Header only C++ implementation of a fast gaussian blur approximation in linear time. It is based on a blog post by Ivan Kutskir: blog. Which refers to a presentation by Wojciech Jarosz: slides. Which itself describes an algorithm from the paper Fast Almost-Gaussian Filtering by Peter Kovesi: site, paper. The code uses STB_IMAGE and STB_IMAGE_WRITE by stb for image manipulation: stb github.
The fast Gaussian blur algorithm in linear time is performed with several box blur passes over an image. Applying several times box blur converges towards a true Gaussian blur thanks to the theorem central limit (cf. next image). Three passes are sufficient for good quality results but the exposed implementation supports arbitrary number of box blur passes.

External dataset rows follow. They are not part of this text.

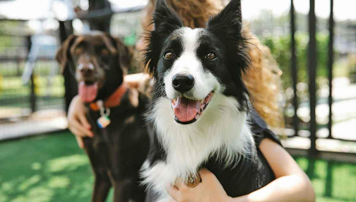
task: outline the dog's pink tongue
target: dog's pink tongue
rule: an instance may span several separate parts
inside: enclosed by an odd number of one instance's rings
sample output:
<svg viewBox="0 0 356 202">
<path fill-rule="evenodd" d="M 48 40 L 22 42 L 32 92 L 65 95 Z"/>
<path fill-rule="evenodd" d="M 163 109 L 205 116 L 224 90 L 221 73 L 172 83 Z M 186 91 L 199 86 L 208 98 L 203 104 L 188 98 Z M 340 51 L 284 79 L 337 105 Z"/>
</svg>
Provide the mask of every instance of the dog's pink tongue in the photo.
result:
<svg viewBox="0 0 356 202">
<path fill-rule="evenodd" d="M 177 99 L 172 103 L 173 112 L 179 120 L 182 122 L 189 121 L 193 119 L 200 112 L 199 100 L 190 100 L 184 97 Z"/>
<path fill-rule="evenodd" d="M 94 83 L 91 85 L 86 85 L 84 82 L 81 82 L 78 87 L 78 93 L 84 102 L 93 102 L 98 94 L 98 83 Z"/>
</svg>

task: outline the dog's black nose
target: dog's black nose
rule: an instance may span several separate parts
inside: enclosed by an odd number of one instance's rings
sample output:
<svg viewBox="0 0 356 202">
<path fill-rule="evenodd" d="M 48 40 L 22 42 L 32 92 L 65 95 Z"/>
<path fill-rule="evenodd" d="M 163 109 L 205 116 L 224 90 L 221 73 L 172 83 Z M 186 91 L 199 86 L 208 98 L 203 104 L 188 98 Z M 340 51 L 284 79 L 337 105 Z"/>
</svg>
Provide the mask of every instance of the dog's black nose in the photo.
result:
<svg viewBox="0 0 356 202">
<path fill-rule="evenodd" d="M 177 74 L 173 77 L 172 86 L 180 92 L 186 92 L 194 86 L 194 77 L 190 74 Z"/>
<path fill-rule="evenodd" d="M 93 72 L 93 68 L 89 65 L 83 65 L 81 67 L 81 68 L 79 68 L 79 70 L 83 76 L 91 76 Z"/>
</svg>

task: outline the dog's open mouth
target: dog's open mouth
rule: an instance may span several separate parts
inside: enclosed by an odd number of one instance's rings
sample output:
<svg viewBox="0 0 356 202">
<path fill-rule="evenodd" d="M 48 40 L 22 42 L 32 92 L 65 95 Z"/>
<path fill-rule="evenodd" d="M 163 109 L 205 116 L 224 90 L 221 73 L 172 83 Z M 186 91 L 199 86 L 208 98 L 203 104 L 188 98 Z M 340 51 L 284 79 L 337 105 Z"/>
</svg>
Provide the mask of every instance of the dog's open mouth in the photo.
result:
<svg viewBox="0 0 356 202">
<path fill-rule="evenodd" d="M 81 81 L 78 86 L 78 94 L 82 101 L 85 103 L 91 102 L 98 95 L 97 82 Z"/>
<path fill-rule="evenodd" d="M 206 108 L 214 94 L 212 90 L 205 98 L 194 100 L 184 97 L 171 100 L 172 109 L 174 113 L 174 120 L 183 124 L 193 123 L 199 118 Z"/>
</svg>

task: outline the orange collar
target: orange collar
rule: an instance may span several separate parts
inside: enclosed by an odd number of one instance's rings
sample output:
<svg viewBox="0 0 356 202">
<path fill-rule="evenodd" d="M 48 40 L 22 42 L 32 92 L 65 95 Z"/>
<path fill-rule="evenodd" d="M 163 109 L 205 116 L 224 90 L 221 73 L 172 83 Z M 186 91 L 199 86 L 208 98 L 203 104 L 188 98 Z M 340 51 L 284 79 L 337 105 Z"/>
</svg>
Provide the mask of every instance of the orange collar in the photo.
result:
<svg viewBox="0 0 356 202">
<path fill-rule="evenodd" d="M 125 83 L 122 84 L 116 89 L 104 102 L 104 106 L 106 108 L 112 107 L 120 105 L 121 98 L 125 94 L 127 90 L 127 87 Z M 93 111 L 99 111 L 100 108 L 96 102 L 90 103 L 89 106 Z"/>
</svg>

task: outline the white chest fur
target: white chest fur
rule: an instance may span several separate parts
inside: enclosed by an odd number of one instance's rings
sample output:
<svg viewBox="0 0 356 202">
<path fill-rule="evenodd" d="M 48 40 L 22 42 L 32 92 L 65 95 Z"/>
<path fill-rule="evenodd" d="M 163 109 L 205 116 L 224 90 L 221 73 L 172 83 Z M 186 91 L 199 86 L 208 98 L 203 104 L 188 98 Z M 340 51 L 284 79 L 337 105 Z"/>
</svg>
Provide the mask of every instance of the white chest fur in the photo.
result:
<svg viewBox="0 0 356 202">
<path fill-rule="evenodd" d="M 178 178 L 186 180 L 211 155 L 227 166 L 250 152 L 248 145 L 253 139 L 246 113 L 238 107 L 234 98 L 216 93 L 197 122 L 183 125 L 174 120 L 169 100 L 156 101 L 150 117 L 167 156 L 151 167 L 145 162 L 142 175 L 143 183 L 161 196 L 157 202 L 168 201 L 166 186 Z"/>
</svg>

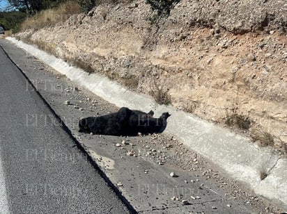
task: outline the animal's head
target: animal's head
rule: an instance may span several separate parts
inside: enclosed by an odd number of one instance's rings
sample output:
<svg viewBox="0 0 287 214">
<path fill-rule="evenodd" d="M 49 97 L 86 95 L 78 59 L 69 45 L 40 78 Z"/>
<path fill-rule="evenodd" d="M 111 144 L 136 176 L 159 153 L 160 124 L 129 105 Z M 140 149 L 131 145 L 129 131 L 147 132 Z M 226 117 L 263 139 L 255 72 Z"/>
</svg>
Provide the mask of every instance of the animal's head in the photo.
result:
<svg viewBox="0 0 287 214">
<path fill-rule="evenodd" d="M 148 115 L 150 117 L 153 117 L 153 115 L 155 114 L 155 113 L 153 112 L 153 110 L 150 110 L 150 112 L 148 113 Z"/>
<path fill-rule="evenodd" d="M 162 114 L 162 116 L 160 116 L 160 117 L 166 120 L 171 115 L 170 115 L 168 112 L 165 112 Z"/>
</svg>

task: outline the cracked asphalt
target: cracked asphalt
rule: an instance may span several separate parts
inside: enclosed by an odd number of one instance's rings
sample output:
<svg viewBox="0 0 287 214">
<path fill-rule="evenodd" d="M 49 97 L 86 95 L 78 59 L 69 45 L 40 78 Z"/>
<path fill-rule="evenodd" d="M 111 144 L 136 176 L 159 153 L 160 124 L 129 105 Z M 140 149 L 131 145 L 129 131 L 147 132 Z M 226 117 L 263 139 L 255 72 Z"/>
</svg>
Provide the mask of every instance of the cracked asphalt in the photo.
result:
<svg viewBox="0 0 287 214">
<path fill-rule="evenodd" d="M 0 59 L 1 213 L 130 213 L 1 48 Z"/>
</svg>

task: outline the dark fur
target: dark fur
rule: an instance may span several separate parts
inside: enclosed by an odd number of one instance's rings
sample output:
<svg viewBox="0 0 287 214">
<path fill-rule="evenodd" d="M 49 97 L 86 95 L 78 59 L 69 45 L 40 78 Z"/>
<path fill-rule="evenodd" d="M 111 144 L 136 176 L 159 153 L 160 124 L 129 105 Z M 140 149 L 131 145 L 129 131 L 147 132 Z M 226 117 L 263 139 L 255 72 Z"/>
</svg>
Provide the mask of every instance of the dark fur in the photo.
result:
<svg viewBox="0 0 287 214">
<path fill-rule="evenodd" d="M 143 134 L 162 133 L 170 115 L 164 113 L 160 118 L 153 118 L 153 110 L 146 113 L 123 107 L 114 113 L 81 120 L 79 131 L 118 136 L 137 135 L 139 132 Z"/>
</svg>

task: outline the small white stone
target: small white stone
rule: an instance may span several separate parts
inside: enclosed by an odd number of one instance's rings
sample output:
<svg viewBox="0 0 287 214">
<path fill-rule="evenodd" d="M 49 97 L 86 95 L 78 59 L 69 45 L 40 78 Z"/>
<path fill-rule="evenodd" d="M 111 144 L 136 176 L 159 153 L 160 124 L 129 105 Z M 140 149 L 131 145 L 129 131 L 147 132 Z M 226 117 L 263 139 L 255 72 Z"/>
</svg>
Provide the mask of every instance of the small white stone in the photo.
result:
<svg viewBox="0 0 287 214">
<path fill-rule="evenodd" d="M 127 156 L 134 156 L 134 153 L 131 151 L 129 151 L 127 152 L 126 155 L 127 155 Z"/>
<path fill-rule="evenodd" d="M 172 177 L 176 177 L 176 176 L 177 176 L 176 174 L 176 173 L 174 173 L 173 172 L 171 172 L 171 174 L 169 174 L 169 175 L 170 175 L 171 176 L 172 176 Z"/>
</svg>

A 2D box blur is a separable convolution, hence it is most of the time performed using first an horizontal 1D box blur pass and then a vertical 1D box blur pass. Usually the process of N box blur passes should alternate between these horizontal and vertical passes. However thanks to box blur properties the horizontal and vertical passes can be performed in any order without changing the result. Hence for performance purposes I came up with the following algorithm:
- apply N times horizontal box blur (horizontal passes)
- flip the image buffer (transposition)
- apply N times horizontal box blur (vertical passes)
- flip the image buffer (transposition)
Steps 1. and 3. are performed with the horizontal_blur function, which is a fast 1D box blur pass with a sliding accumulator.
Steps 2. and 4. are performed with the flip_block function, which is a fast image buffer transposition, processed per block such that it better preserves cache coherency.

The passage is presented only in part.